# July has been a good agility month for Mr. Lars



## MrsBoats (May 20, 2010)

July has been good to us in the agility world. In AKC we moved Lars up to 24" and out of preferred which has been a little bumpier than I had expected. It took him a little while to figure out the right way to get himself over a taller jump when his drive really kicks in. He has three levels of drive LOL - "Show Drive", then there's "Class Drive" and then there's "Home Drive." Despite our little glitches, we earned 2 Novice Fast legs and 2 Novice Standard legs both with first places.


----------



## melgrj7 (Sep 21, 2007)

Congrats!!!!!!!


----------



## Fuzzybutts (Jul 21, 2011)

ENVY! lol (I have to make this message at least 10 letters??!!?? lol)


----------



## MrsBoats (May 20, 2010)

Thanks!!! I just got a couple of more pics of Lars and I from our "almost a q" jumpers class. Just one stupid bar...oh well.


----------



## jkliveng (Jul 7, 2011)

lookin' good!!


----------



## Shaina (Oct 28, 2007)

Congrats on the Qs!

Any particular reason you decided to take him out of preferred?


----------



## Inga (Jun 16, 2007)

I love Lars and his flying ears. He tucks up so nice and tight over the jumps. Congrats on your success.


----------



## MrsBoats (May 20, 2010)

Shaina said:


> Any particular reason you decided to take him out of preferred?


Thanks!

Lars is 24.5" tall and his AKC jump height is 24" for both obedience and agility. Lars has been a notorious bar smasher so we started him in preferred because of that reason. He smashes 16" jumps if we let him...it's more fun to run through the jumps than over them. He has a lot family that are agility dogs...most of them are working on their MACHs and a half brother does have his MACH. Instructors and friends have all commented that he doesn't have any trouble getting over the 24" bars...its a matter of if he feels like it. 

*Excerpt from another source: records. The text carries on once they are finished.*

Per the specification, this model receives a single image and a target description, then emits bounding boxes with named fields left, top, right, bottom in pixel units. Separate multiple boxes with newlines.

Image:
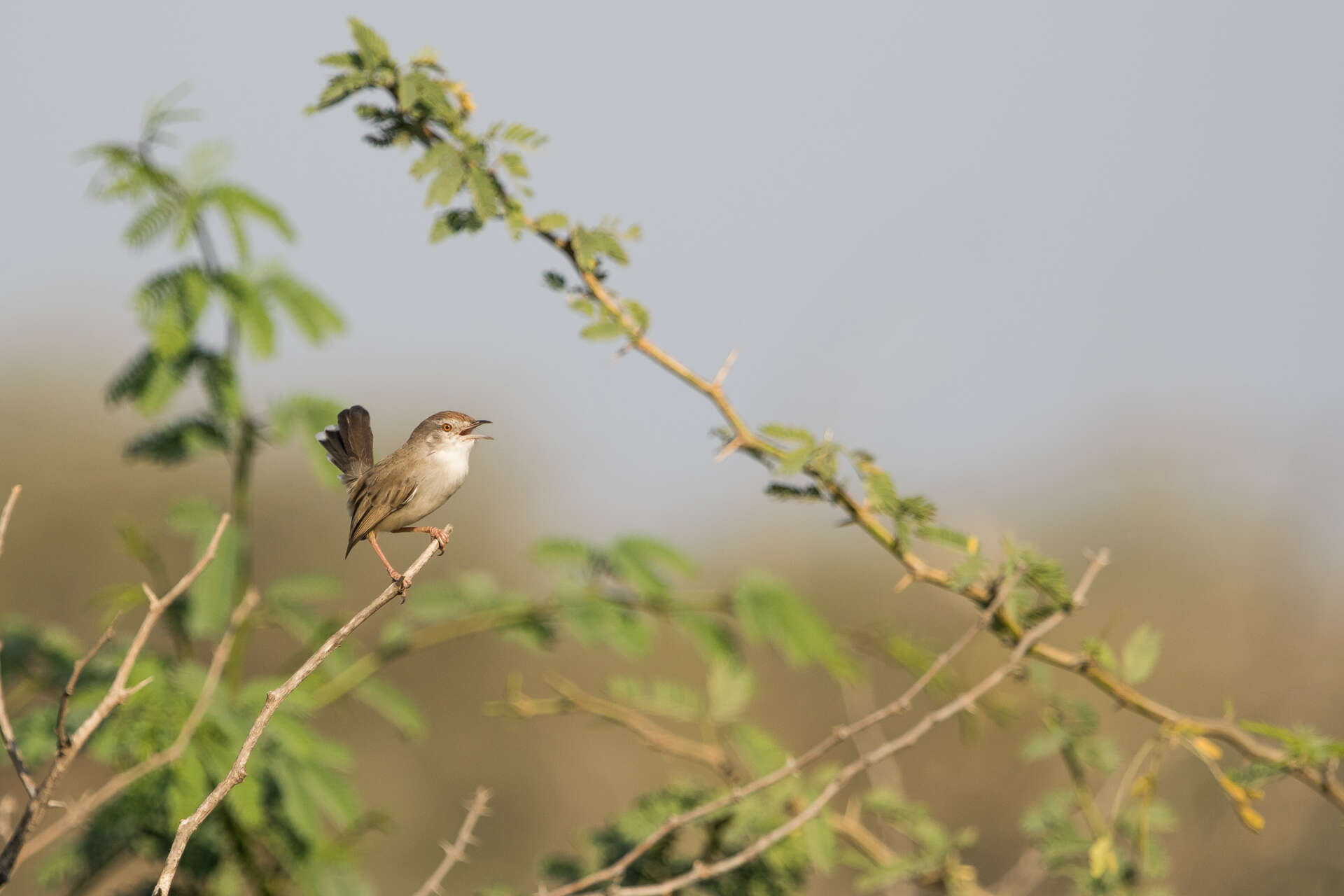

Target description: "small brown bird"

left=317, top=405, right=492, bottom=589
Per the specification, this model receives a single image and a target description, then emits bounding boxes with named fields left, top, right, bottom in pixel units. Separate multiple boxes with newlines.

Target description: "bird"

left=317, top=405, right=493, bottom=588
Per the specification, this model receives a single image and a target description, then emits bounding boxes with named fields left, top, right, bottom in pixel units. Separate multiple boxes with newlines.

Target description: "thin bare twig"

left=414, top=788, right=491, bottom=896
left=0, top=513, right=228, bottom=886
left=0, top=647, right=38, bottom=799
left=153, top=541, right=440, bottom=896
left=507, top=674, right=736, bottom=780
left=15, top=587, right=260, bottom=868
left=538, top=566, right=1021, bottom=896
left=606, top=608, right=1068, bottom=896
left=57, top=612, right=121, bottom=747
left=0, top=485, right=23, bottom=552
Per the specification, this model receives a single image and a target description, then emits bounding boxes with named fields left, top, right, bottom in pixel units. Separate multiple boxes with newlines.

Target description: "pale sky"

left=0, top=0, right=1344, bottom=561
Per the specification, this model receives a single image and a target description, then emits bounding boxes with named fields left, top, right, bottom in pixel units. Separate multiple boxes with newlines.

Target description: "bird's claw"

left=428, top=524, right=453, bottom=556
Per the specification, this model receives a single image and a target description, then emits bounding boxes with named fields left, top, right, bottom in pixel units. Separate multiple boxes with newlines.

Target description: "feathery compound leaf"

left=425, top=150, right=466, bottom=208
left=761, top=423, right=817, bottom=449
left=257, top=266, right=345, bottom=345
left=122, top=196, right=177, bottom=248
left=466, top=168, right=500, bottom=220
left=428, top=208, right=485, bottom=243
left=346, top=16, right=393, bottom=69
left=732, top=573, right=856, bottom=680
left=731, top=722, right=789, bottom=775
left=352, top=678, right=425, bottom=740
left=606, top=676, right=703, bottom=722
left=317, top=51, right=360, bottom=69
left=764, top=482, right=825, bottom=501
left=863, top=468, right=900, bottom=516
left=126, top=415, right=228, bottom=465
left=1119, top=622, right=1163, bottom=684
left=202, top=184, right=294, bottom=252
left=214, top=272, right=276, bottom=357
left=916, top=525, right=976, bottom=554
left=270, top=395, right=342, bottom=488
left=533, top=211, right=570, bottom=230
left=580, top=320, right=626, bottom=342
left=708, top=662, right=755, bottom=722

When the bars are lower, Lars goes faster and then he flattens out over the jumps like you can see in the avatar I have. Not the best jumping style for a dog his body style and size. When he's going over 24" jumps, he has to rock back on his rear and then arc over the jumps. Sometimes he just forgets about that when he's running at full throttle...but by the end of the month, he seemed to have remembered that. A lot of people were commenting that Lars needs the 24" jumps to get him to jump with better form and with better landings for his front end.


----------



## Shaina (Oct 28, 2007)

Hey, whatever's easier on those joints!


----------



## TStafford (Dec 23, 2009)

I love Lars!


----------